В апреле он решил уехать в Мюнхен, к профессору Зильберту.
В те же дни на царя Александра II было совершено покушение.
А за день до этого умер Николай Ножин. По слухам, он был одним из участников покушения, но передумал и хотел пойти в Третье отделение с повинной. Ему не дали.
В Мюнхене Мечников провел все лето. Исследовал мух и комаров на предмет присутствия у них зародышевых пластов. Нашел ошибку в исследованиях антидарвиниста Вейсмана. Да, пласты еле проглядываются, но они есть.
Вейсман меж тем строил на разности развития насекомых и других животных всю аргументацию антидарвинизма.
27
В августе Мечников вернулся в Неаполь.
Город все еще был холерным.
Мечников нашел Ковалевского. Они сели на пароход и отправились на остров Иекия. Там их ждал Бакунин, с которым они познакомились год назад, в период работы над теорией зародышевых пластов.
Желание встретиться возникло спонтанно.
Мечников с Ковалевским работали, тратя на сон 2–3 часа в сутки. В таком напряженном графике через неделю у Мечникова заболели глаза.

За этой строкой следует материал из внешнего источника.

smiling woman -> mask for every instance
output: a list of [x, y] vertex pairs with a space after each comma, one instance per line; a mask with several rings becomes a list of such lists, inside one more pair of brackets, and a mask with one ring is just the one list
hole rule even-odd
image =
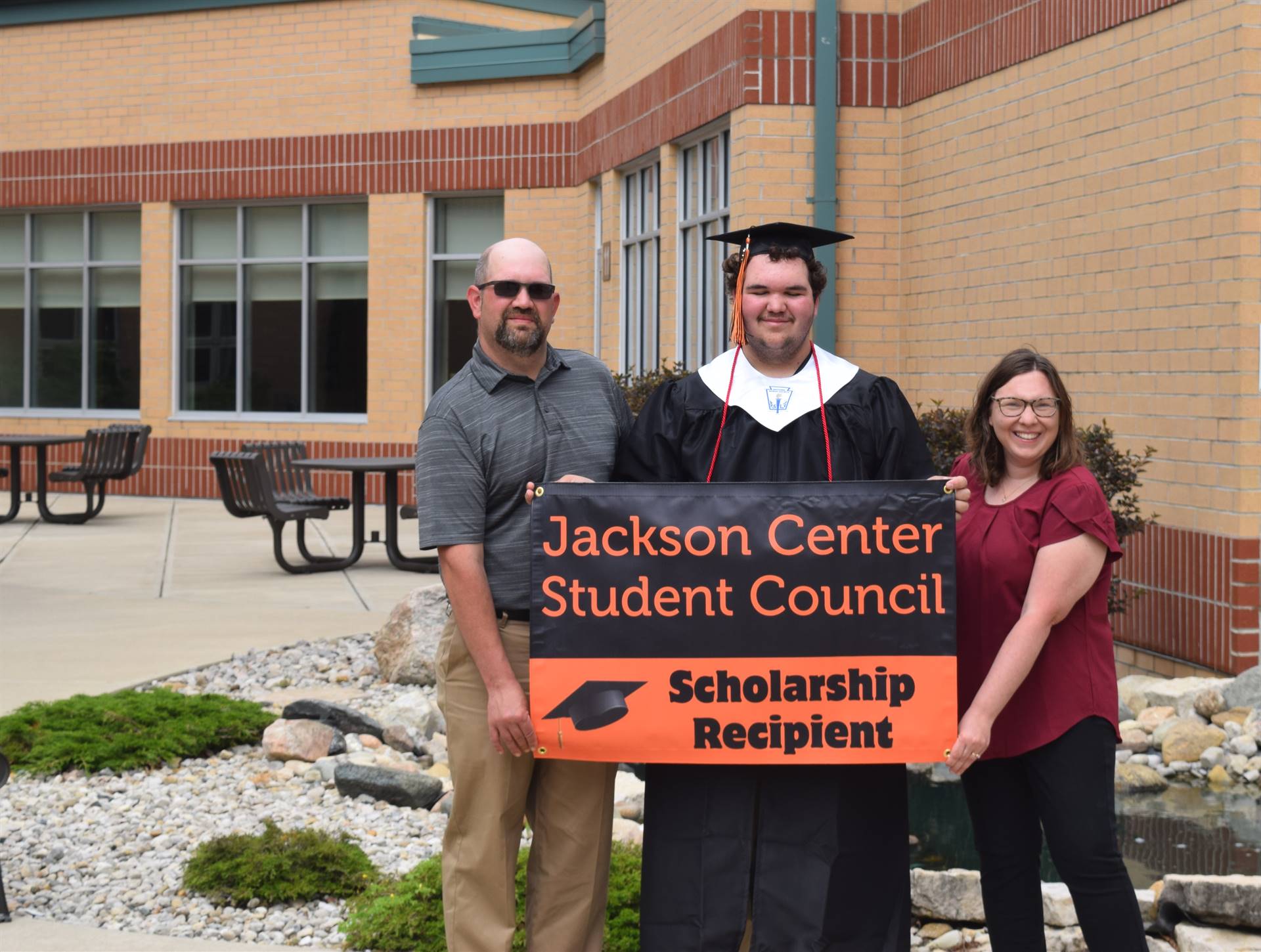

Развлечений в городе не было. Они решили проехаться до острова Сорренто. Познакомиться с именитыми соотечественниками, Бакуниным и Сеченовым.
Бакунин знал Льва Мечникова, близко дружил с Николаем Ножиным. Через общих знакомых Мечников и Бакунин знали друг про друга на уровне хороших приятелей.
Приглашал Бакунин уже давно. Только сейчас у ученых появилось время и желание.
И вот они решили нагрянуть почти неожиданно, послав чуть вперед себя письмо.
Бакунин к их приезду был готов. Знакомству был рад.
Разговор пошел приятельский. Бакунин посвящал новых знакомых в планы на жизнь. Говорил не тая, в каком-то запале. Бакунин был из тех людей, которые, чувствуя взаимную приязнь, не стесняются откровенничать, только познакомившись.
Бакунин говорил много, сложно и местами выспренно. Мечников и Ковалевский сидели и слушали. Разбавляли молчание крепким кофе, приготовленным женой Бакунина.
– Россия вот-вот восстанет.
Кроме двух зоологов, в гостиной сидели молодые революционеры.
Кто-то спросил:
– А что потом, Михаил Александрович? После переворота?
Бакунин запустил руку в свою густую толстовскую бороду и ответил:
– Этого теперь предсказать невозможно. Непосредственная задача состоит в том, чтобы не оставить, что называется, камня на камне, а потом уже будет видно, как строить новую жизнь.